We were in a very similar situation a few years ago. A bioactive unknown compound (for which stucture AND concentration were unknown) which we could only track by bioactivity. It would elute in the solvent peak in reverse-phase and could only be satisfactorily retained with HILIC. It was poorly soluble in ACN so we tested different things and even published a (quite cool in my opinion) paper on at-column dilution for HILIC-based prep HPLC (https://doi.org/10.1016/j.chroma.2017.11.071). We did all kinds of tests on solubility, molecular cut-off filters, SPE sorbents, buffers, and used different HILIC and ion-exchange columns. We purified several fractions and fractions of fractions, performed NMR on active fractions, identified certain compounds, retested these compounds which proved inactive, restarted the entire process with different chemistries etc. But despite years of efforts we never found what the compound actually was.

I agree with previous comments that this is not a job for beginners nor for labs which have few resources. I even believe that you may need several experts from different fields (e.g. analytical chemist, natural product chemist, organic chemist, biologist). Have a clear discussion with your supervisors so they really realize what it takes to identify an unknown bioactive susbtance from a complex biological extract. Sometimes you can be very lucky and get your molecule almost by serendipity, but in most cases you'll struggle a lot, especially if only HILIC works since there are lots of highly concentrated primary metabolites able to interfere.

Good luck!

Hello. Thank you for sharing your experience. I am curious as to what kind of bioactivity were you tracking? I am looking at antibacterial activity. It's disheartening to hear that it was never identified.

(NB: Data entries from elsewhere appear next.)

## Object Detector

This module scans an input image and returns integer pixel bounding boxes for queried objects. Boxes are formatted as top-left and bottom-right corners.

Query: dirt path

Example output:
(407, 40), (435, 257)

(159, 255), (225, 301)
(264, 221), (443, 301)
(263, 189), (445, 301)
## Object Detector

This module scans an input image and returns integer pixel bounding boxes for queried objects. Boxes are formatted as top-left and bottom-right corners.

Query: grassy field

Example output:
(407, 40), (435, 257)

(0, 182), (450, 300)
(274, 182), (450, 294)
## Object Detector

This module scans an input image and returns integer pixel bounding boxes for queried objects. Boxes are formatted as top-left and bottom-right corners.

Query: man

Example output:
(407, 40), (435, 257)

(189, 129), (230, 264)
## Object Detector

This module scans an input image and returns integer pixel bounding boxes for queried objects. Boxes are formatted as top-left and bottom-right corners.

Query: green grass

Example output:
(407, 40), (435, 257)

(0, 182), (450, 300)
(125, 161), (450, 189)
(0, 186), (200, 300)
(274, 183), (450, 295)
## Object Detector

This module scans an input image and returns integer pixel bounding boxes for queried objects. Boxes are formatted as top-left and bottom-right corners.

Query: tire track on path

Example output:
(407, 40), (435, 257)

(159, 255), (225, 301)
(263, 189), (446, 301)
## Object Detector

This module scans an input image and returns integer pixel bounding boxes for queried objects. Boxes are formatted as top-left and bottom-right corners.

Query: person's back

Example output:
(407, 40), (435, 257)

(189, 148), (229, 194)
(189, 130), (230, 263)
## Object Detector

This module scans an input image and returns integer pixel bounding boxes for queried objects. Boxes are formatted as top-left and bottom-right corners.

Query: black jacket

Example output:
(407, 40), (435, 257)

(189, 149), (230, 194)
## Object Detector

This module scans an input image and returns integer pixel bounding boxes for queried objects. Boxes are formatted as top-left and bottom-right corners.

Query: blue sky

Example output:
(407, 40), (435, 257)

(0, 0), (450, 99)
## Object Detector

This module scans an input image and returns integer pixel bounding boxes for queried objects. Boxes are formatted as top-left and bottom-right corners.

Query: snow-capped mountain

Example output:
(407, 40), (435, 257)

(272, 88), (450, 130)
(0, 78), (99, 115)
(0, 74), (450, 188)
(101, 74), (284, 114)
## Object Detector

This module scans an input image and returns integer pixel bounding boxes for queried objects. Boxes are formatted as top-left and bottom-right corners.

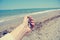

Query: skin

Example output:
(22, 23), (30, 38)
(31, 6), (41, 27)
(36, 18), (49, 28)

(10, 16), (35, 40)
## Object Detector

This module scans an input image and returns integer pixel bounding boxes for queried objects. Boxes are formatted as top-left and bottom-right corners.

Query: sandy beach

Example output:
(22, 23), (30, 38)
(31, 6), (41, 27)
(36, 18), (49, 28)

(0, 9), (60, 40)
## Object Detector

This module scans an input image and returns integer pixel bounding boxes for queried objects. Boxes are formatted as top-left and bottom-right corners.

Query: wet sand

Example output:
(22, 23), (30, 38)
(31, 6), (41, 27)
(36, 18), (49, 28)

(0, 10), (60, 40)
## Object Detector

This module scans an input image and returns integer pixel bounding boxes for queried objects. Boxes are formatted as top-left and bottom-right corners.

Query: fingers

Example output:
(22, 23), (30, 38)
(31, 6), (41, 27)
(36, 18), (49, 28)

(28, 16), (35, 28)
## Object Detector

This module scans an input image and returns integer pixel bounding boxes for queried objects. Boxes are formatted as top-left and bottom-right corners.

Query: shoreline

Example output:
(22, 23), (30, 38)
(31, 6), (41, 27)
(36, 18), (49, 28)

(0, 9), (60, 22)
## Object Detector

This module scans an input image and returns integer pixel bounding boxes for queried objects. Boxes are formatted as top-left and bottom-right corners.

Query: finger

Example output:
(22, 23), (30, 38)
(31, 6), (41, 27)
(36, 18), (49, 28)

(31, 23), (35, 26)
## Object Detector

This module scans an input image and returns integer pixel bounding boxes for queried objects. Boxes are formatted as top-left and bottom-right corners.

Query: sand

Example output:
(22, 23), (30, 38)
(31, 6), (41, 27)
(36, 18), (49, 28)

(0, 10), (60, 40)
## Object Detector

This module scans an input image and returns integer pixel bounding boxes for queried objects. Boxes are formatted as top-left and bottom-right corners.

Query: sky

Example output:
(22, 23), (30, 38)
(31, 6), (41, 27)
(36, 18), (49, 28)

(0, 0), (60, 10)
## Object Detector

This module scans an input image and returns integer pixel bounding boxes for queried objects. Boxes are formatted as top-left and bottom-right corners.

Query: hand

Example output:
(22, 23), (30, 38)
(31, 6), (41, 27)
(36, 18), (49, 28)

(23, 16), (35, 32)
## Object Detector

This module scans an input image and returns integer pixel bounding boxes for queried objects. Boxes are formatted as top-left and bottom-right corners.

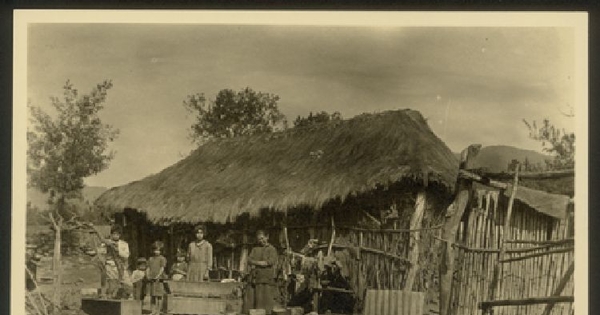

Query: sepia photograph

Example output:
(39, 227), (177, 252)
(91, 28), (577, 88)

(11, 10), (588, 315)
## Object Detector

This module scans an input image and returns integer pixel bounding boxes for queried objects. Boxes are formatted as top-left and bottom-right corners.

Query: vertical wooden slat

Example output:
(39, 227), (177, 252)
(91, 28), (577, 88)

(404, 190), (427, 291)
(484, 165), (519, 314)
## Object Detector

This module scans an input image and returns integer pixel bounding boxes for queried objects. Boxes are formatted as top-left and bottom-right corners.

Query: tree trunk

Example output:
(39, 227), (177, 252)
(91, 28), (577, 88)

(52, 217), (62, 314)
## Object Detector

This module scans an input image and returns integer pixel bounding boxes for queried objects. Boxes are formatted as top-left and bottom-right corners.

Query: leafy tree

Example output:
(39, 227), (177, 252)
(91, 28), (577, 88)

(183, 87), (287, 144)
(523, 119), (575, 169)
(27, 81), (118, 311)
(294, 111), (342, 127)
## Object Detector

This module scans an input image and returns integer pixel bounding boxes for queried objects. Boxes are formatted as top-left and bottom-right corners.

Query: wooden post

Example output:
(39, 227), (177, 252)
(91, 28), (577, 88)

(50, 212), (64, 314)
(439, 144), (481, 315)
(240, 230), (248, 272)
(404, 190), (427, 291)
(327, 215), (335, 256)
(483, 165), (519, 314)
(542, 262), (575, 315)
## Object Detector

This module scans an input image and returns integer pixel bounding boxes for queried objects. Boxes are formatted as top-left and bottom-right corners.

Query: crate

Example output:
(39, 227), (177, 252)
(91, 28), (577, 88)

(163, 294), (242, 315)
(165, 281), (243, 297)
(81, 298), (142, 315)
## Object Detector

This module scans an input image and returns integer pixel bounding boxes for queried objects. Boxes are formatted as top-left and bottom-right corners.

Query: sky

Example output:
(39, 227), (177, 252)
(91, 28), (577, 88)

(27, 23), (576, 187)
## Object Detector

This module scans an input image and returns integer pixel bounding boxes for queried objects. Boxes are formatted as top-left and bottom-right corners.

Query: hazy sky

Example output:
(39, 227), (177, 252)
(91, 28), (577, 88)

(27, 24), (575, 187)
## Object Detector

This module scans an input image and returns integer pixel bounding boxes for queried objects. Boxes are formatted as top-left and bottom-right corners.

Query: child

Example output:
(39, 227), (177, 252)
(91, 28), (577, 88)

(187, 225), (213, 282)
(171, 249), (188, 281)
(104, 225), (131, 299)
(131, 257), (147, 301)
(146, 241), (167, 314)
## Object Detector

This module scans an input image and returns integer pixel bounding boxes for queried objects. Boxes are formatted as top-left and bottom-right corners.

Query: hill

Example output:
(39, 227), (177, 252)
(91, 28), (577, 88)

(27, 186), (107, 210)
(455, 145), (552, 172)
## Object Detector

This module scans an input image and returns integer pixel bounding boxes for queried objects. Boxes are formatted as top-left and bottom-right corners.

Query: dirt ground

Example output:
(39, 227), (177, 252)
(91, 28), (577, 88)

Another issue I seem to be having is non-specific inhibition in fractions. I even speedvac my collections multiple times, but for some reason I see activity across multiple fractions that adds up more than the expected total. Did you ever experience this?

[Gaetan Glauser]

I am not an expert in the bioassay part. That was a bioassay based on nematode dormancy. In our case, this was rather an on/off situation (active or inactive) where a small dilution could already shut off activity so we had to carefully evaluate our dilutions before testing.